Однако, если подумать, не все его беспорядочные поездки были пустой тратой времени. Определенную пользу он из них извлек, и она скрашивала теперь его одиночество. Давиде вполне серьезно рассматривал этот факт как обретение дружбы, хотя и не людской, а искусственной и даже, как ему казалось, омерзительной.
Все началось несколько месяцев тому назад, во время одной из его поездок в Неаполь. Поздно вечером Давиде внезапно заявился домой к одному докторишке, только что получившему диплом.
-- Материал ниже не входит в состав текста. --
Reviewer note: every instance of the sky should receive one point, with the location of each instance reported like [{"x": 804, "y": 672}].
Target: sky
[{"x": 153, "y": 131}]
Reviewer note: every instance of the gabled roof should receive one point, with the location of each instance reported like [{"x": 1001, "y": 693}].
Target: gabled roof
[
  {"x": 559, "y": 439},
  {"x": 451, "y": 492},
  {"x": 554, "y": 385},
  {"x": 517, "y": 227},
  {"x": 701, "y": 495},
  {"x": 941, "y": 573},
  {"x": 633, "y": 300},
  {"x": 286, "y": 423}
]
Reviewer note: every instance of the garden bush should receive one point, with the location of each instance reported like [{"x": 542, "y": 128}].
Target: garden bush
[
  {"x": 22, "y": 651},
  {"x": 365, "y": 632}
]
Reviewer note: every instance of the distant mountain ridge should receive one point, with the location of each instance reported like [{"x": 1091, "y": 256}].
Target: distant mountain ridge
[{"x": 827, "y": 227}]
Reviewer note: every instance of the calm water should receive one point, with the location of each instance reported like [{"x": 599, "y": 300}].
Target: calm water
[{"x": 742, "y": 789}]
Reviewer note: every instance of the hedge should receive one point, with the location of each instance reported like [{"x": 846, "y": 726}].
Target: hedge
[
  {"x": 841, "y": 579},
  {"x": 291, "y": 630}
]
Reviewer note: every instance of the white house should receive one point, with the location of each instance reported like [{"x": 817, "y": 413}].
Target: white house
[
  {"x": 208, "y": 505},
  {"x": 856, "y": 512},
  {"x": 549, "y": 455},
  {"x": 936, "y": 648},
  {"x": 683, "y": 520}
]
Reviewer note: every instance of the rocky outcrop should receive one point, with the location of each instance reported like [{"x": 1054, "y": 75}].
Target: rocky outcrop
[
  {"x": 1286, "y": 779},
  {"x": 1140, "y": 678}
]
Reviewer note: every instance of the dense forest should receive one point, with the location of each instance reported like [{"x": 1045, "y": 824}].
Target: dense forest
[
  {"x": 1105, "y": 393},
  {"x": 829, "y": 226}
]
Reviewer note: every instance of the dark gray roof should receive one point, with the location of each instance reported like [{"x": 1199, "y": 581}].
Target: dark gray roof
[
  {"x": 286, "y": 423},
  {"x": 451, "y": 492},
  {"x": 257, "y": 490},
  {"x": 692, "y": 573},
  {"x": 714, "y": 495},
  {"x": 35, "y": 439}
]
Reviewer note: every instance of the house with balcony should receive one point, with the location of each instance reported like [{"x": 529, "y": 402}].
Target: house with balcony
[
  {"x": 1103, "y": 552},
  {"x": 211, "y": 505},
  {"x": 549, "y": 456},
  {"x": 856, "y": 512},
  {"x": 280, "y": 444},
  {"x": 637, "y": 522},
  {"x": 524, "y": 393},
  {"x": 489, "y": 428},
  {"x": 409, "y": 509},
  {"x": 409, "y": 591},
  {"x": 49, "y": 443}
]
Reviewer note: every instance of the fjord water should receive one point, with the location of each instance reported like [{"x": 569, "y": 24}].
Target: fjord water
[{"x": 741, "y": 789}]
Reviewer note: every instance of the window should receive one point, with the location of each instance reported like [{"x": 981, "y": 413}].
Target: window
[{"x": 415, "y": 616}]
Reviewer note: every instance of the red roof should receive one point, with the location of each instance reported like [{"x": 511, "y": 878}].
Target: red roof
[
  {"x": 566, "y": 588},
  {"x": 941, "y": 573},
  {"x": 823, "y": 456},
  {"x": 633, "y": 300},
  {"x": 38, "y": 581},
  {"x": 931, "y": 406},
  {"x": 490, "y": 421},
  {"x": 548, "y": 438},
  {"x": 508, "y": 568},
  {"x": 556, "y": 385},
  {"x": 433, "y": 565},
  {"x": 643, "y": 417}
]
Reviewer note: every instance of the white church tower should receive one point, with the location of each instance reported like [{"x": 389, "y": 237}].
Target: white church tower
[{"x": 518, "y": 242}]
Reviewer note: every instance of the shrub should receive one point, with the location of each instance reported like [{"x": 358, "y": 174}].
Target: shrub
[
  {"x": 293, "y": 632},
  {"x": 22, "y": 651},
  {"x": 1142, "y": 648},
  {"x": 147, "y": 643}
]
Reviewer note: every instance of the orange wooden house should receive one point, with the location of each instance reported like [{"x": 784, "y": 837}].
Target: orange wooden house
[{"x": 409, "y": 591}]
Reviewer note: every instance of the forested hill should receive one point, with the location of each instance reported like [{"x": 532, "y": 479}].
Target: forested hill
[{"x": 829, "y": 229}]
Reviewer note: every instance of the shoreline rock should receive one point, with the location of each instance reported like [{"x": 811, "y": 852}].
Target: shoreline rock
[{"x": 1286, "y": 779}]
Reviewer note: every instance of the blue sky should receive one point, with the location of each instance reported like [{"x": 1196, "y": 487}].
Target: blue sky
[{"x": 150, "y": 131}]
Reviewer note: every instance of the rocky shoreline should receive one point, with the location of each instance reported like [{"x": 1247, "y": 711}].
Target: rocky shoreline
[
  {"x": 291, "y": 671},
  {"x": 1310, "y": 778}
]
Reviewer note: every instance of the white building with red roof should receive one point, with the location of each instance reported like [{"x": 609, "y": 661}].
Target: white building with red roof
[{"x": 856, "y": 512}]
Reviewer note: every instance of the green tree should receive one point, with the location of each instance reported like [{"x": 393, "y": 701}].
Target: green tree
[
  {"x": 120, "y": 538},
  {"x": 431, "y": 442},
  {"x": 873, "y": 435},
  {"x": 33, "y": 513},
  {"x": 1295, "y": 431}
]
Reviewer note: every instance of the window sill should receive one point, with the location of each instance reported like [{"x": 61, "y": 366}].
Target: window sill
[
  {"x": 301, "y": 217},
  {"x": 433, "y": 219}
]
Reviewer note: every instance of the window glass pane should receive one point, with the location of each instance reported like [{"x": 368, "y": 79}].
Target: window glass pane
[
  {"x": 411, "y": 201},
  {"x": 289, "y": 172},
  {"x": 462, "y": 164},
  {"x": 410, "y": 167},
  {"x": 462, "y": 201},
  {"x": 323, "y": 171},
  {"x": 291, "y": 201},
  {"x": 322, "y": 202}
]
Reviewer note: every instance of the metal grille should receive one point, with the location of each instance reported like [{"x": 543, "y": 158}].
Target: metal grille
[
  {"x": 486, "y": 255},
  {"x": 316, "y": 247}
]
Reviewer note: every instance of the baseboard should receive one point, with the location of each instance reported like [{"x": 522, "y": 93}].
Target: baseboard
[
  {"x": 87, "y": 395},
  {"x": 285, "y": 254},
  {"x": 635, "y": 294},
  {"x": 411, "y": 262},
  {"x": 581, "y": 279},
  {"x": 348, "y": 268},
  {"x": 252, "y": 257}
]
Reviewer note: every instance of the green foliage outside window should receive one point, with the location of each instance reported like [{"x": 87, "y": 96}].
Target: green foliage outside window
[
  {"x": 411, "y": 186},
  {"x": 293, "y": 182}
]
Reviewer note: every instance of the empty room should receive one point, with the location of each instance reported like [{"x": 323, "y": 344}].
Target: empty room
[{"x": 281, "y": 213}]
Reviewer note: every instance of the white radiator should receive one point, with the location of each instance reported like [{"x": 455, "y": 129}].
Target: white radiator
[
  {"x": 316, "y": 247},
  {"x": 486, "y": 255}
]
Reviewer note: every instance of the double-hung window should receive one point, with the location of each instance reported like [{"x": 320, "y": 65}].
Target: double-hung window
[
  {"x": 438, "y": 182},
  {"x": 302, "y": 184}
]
Давиде знал его еще студентом, с той поры, когда они с Нино появлялись в Неаполе, переходя линию фронта. «Петр!» — воскликнул молодой врач (он знал его под этим именем). Прежде чем Давиде заговорил, он почувствовал, что тот пришел просить о помощи. Потом он вспоминал, что, взглянув в лицо, он сразу же понял, что перед ним — потенциальный самоубийца. Во ввалившихся миндалевидных глазах Давиде, циничных и в то же время робких, застыла тьма, мускулы тела и лица дрожали под напором необузданной энергии, которая находила выход не иначе, чем через боль. Едва войдя, не поздоровавшись с хозяином (которого он не видел около двух лет), грубо, как вооруженный грабитель, ворвавшийся в дом, Давиде заявил, что ему нужно какое-нибудь лекарство, сильное, с мгновенным эффектом, иначе он сойдет с ума. Давиде сказал еще, что не в силах больше терпеть, что не спит уже несколько ночей, что ему повсюду мерещатся языки пламени. Ему нужно было
холодное-холодноелекарство, чтобы не думать, потому что он устал думать… Чтобы мысли отступились от него… чтобы жизнь отступилась от него! Выкрикивая все это, он бросился на диван лицом к стене и стал бить по ней кулаком, так что хрустнули суставы. Он рыдал, вернее, рыдания рождались у него в груди, сотрясая тело изнутри, но не могли вырваться наружу. С его губ слетал лишь глухой тяжелый хрип. Помещение, в котором они находились, было не врачебным кабинетом, а всего лишь квартирой, небольшой холостяцкой квартирой (ее хозяин жил тут еще в студенческие годы). На стенах, прикрепленные кнопками, висели вырезанные из газет юмористические картинки. Давиде, выкрикивая ругательства, принялся срывать их. Хозяин квартиры, который всегда уважал Давиде и восхищался его партизанскими подвигами, пытался успокоить гостя. В его домашней аптечке было мало лекарств, но в сумке лежала ампула пантопона, принесенная из больницы, где он работал. Он сделал Давиде укол, и тот начал сразу же успокаиваться, как голодный ребенок, сосущий материнскую грудь. Расслабившись, он тихо произнес: «Хорошо… Освежает» и в знак благодарности улыбнулся врачу, а глаза его, подернутые лучезарной дымкой, уже закрывались. «Извини за беспокойство, прости», — повторял он. Хозяин, видя, что гость засыпает, помог ему лечь на кровать в соседней комнате. Давиде проспал беспробудно всю ночь, почти десять часов кряду. Утром он проснулся спокойным и серьезным. Умывшись, причесавшись и даже побрившись, он спросил о лекарстве, и врач честно сказал ему, что он сделал укол пантопона, лекарства на основе морфия. «Морфий… наркотик», — задумчиво произнес Давиде и добавил, нахмурившись: «Значит, гадость». «Да, обычно к нему не следует прибегать, однако в некоторых исключительных случаях он рекомендован», — серьезно, с профессиональной педантичностью сказал врач. У Давиде было виноватое выражение лица, как у подростка, совершившего неблаговидный поступок. Он продолжал, потихоньку ударяя кулаком о кулак; на суставах были видны следы ушибов: «Слышишь, не говори никому, что ты влил в меня эту гадость», — пробормотал он и вышел.